The image below shows how the P&L statement or, in this case, the statement of operations is broken down:

What Is an Example of a Profit and Loss (P&L) Statement? (1)

This particular statement is broken into three sections:

  • Revenue
  • Costs and Expenses
  • Other (Expense) Income

It then lists net losses and shareholder information at the bottom. The total value under the expense category is subtracted from the total value of the company's revenue, resulting in an operating profit if the result is positive or an operating loss if it's negative.

What Is the Difference Between the P&L Statement and a Cash Flow Statement?

A P&L or income statement shows readers the revenue and total expenses for a certain period. The cash flow statement, on the other hand, details a company's cash inflows and outflows during that period. This statement starts with the figure for net profit, which it gets from the P&L statement.

Does Every Company Have to Prepare a P&L Statement?

No. Only public companies are legally required to prepare the P&L and other financial statements and file them with the SEC annually and quarterly. Companies not required to prepare financial statements such as the P&L should consider doing so because they provide business owners with a systematic way to obtain a clear view of their company's financial circ*mstances.

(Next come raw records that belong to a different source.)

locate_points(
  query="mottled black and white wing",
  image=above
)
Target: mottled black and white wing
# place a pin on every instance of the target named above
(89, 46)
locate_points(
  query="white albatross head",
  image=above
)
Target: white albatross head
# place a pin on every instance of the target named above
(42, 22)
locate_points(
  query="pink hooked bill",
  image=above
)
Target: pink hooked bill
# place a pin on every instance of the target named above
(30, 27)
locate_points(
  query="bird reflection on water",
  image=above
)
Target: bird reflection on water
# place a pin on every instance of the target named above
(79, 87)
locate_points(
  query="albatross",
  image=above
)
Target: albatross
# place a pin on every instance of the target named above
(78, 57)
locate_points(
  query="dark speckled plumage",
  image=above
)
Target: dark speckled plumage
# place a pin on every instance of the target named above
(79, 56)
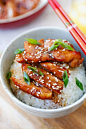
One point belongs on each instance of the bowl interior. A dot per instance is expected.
(37, 33)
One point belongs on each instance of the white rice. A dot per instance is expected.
(69, 95)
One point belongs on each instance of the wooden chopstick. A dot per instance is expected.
(70, 21)
(73, 29)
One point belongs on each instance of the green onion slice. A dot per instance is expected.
(65, 78)
(19, 51)
(33, 41)
(40, 73)
(35, 70)
(59, 42)
(79, 84)
(8, 75)
(26, 78)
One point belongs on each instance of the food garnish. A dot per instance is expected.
(8, 75)
(65, 78)
(33, 41)
(35, 70)
(79, 84)
(26, 78)
(19, 51)
(59, 42)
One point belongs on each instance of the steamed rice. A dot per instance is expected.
(69, 95)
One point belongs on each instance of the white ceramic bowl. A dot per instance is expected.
(7, 59)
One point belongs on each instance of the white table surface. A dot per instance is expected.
(47, 18)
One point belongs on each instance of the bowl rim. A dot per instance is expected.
(13, 97)
(25, 15)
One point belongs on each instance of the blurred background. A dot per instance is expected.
(46, 18)
(12, 117)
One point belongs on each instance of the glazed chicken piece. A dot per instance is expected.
(40, 53)
(35, 53)
(73, 58)
(55, 69)
(37, 91)
(20, 58)
(47, 80)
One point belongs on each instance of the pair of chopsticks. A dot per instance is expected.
(71, 26)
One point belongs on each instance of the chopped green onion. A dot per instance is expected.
(8, 75)
(59, 42)
(35, 70)
(26, 78)
(79, 84)
(54, 46)
(33, 41)
(19, 51)
(65, 78)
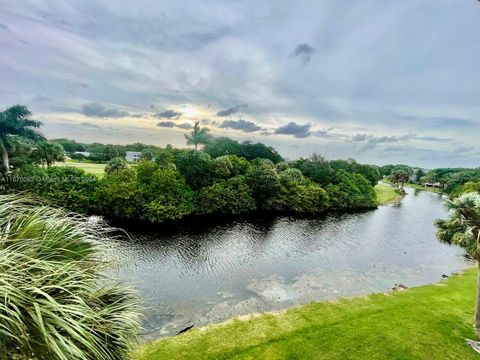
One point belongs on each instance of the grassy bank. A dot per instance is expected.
(95, 169)
(424, 188)
(386, 194)
(428, 322)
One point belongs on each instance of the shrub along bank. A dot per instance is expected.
(178, 183)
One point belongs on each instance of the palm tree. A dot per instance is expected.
(55, 301)
(462, 228)
(198, 136)
(15, 121)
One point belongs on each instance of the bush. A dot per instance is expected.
(232, 196)
(118, 196)
(69, 187)
(116, 164)
(167, 197)
(300, 196)
(196, 167)
(263, 180)
(350, 191)
(55, 304)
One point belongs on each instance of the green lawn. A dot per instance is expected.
(386, 194)
(428, 322)
(96, 169)
(421, 187)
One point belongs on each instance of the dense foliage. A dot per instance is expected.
(55, 304)
(174, 183)
(452, 181)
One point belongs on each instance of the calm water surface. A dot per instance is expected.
(208, 275)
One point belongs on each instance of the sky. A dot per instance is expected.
(381, 81)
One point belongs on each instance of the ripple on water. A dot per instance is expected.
(213, 273)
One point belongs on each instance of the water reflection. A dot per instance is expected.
(208, 273)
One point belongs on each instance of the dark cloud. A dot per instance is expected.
(171, 124)
(185, 126)
(303, 52)
(98, 110)
(360, 137)
(4, 27)
(232, 110)
(166, 124)
(41, 98)
(240, 124)
(292, 128)
(90, 125)
(168, 114)
(393, 139)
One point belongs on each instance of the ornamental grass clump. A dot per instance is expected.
(54, 304)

Why Does the P&L Statement Matter?

It matters because it shows investors, analysts, and business owners whether a company is making or losing money. A careful review of the P&L also can stimulate ideas for cutting expenses and increasing revenue.

The Bottom Line

A P&L statement shows investors and other interested parties the amount of a company's profit or loss. Revenue and expenses are shown when they occur, not when the money actually moves into or out of the company's bank account. The P&L statement is often the most sought-after financial document because it shows whether a company is profitable.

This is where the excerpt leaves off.